All we get in Gaskell's little novella is a sustained and amusing suspicion expressed about marriage by the old spinsters and bachelors of Cranford, punctuated by two of the happiest unions imaginable achieved by some unlikely figures. Behold the evidence:
  1. Miss Matty and Mr Holbrook's sadly aborted courtship (the humble yeoman is deemed unsuitable for the supposedly higher-born Miss Matty by her father and elder sister).
  2. Mrs. Jamieson is more distraught at the death of her dog Carlo than she was when her husband passed: "indeed, Miss Pole said, that as the Honourable Mr. Jamieson drank a good deal, and occasioned her much uneasiness, it was possible that Carlo's death might be the greater affliction" (144).
  3. Mr. Hayter, the rector, fears matrimony. At a public event, he is seen "guarded by troops of his own sex from any approach of the many Cranford spinsters." Mary explains, "He was an old bachelor, but as afraid of matrimonial reports getting abroad about him as any girl of eighteen" (136).
  4. Miss Pole congratulates Miss Matty "that so far they had escaped marriage" (156).
  5. The genteel (i.e. penniless) widow Lady Glenmire marries beneath her station--marries Mr. Hoggins the surgeon. Miss Pole waxes acidic about the mésalliance: "She has married for an establishment, that's it. I suppose she takes the surgery with it" (167). We are not privy to the details of the courtship. The ladies of Cranford do not choose "to sanction the marriage by congratulating either of the parties" until they know if the union is to be approved by touchy Mrs. Jamieson (169).
  6. Finally, the best example of marriage in the book, one engineered among/by the servants in order to "save" Miss Matty from destitution. When Miss Matty loses most of her annual income--and thus her ability to pay rent--in a failed joint-stock situation, her faithful servant Martha officially introduces her beau, Jem: "'please, ma'am, he wants to marry me off-hand. And please, ma'am, we want to take a lodger--just one quiet lodger to make our two ends meet'" (188). Jem makes the near-fatal mistake of audibly hestitating:
  7. 'It's that you've taken me all on a sudden, and I didn't think for to get married so soon--and such quick work does flabbergast a man. It's not that I'm against it, ma'am ... only Martha has such quick ways with her, when once she takes a thing into her head; and marriage, ma'am--marriage nails a man, as one may say. I daresay I shan't mind it after it's once over.' (188)

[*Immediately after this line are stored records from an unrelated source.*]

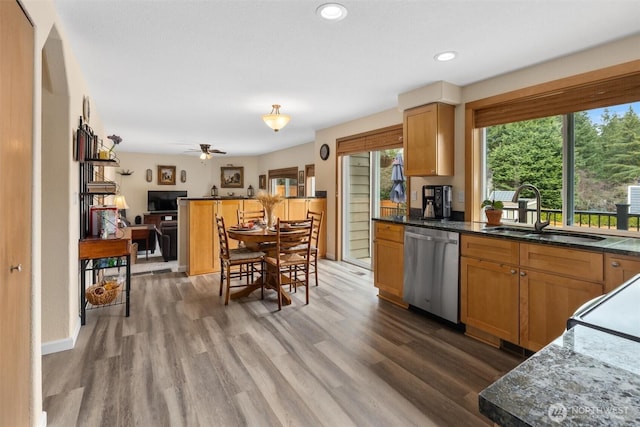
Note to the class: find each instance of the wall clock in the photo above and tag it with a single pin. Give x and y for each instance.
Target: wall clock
(324, 152)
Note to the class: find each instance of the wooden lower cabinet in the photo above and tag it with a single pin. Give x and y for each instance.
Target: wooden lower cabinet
(489, 297)
(388, 261)
(201, 247)
(618, 269)
(526, 299)
(546, 302)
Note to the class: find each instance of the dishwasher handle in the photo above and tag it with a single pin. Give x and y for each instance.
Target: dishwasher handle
(430, 238)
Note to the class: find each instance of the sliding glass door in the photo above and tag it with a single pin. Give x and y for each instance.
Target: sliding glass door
(366, 190)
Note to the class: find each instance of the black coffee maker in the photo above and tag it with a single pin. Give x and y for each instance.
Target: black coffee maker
(436, 201)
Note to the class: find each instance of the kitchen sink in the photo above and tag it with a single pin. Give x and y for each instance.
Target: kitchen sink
(564, 237)
(549, 236)
(509, 231)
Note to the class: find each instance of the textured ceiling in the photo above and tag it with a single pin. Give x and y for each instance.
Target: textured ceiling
(169, 75)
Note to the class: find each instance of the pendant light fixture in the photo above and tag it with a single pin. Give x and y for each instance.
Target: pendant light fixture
(275, 120)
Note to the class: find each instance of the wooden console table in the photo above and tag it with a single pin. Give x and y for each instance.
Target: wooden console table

    Miss Matty proceeds to remind the two lower-class lovebirds that "marriage is a very solemn thing" while Jem reiterates that "a man likes to have breathing-time" and that he's "a bit fluttered by being pushed straight a-head into matrimony" (189). It would be understatement to say that the arrangement of her own marriage by a female servant in order to save her boss from homelessness is a rather topsy-turvy event for a Victorian story. But Gaskell's overall tone of irony and levity throughout Cranford indicate that this is not any serious intervention into the sacred institution. We are left with the image of Mary and Miss Matty talking late into the night about "the chances and dangers of matrimony" (190). I wish we could hear exactly what they said, but Gaskell--whose other novels mostly do incorporate happy courtship plots--seems to lack imagination when it comes to this subject.

Note: my edition of Cranford dates from 1905 (I think), published in New York by Grosset & Dunlap, and contains illustrations after H. Thomson.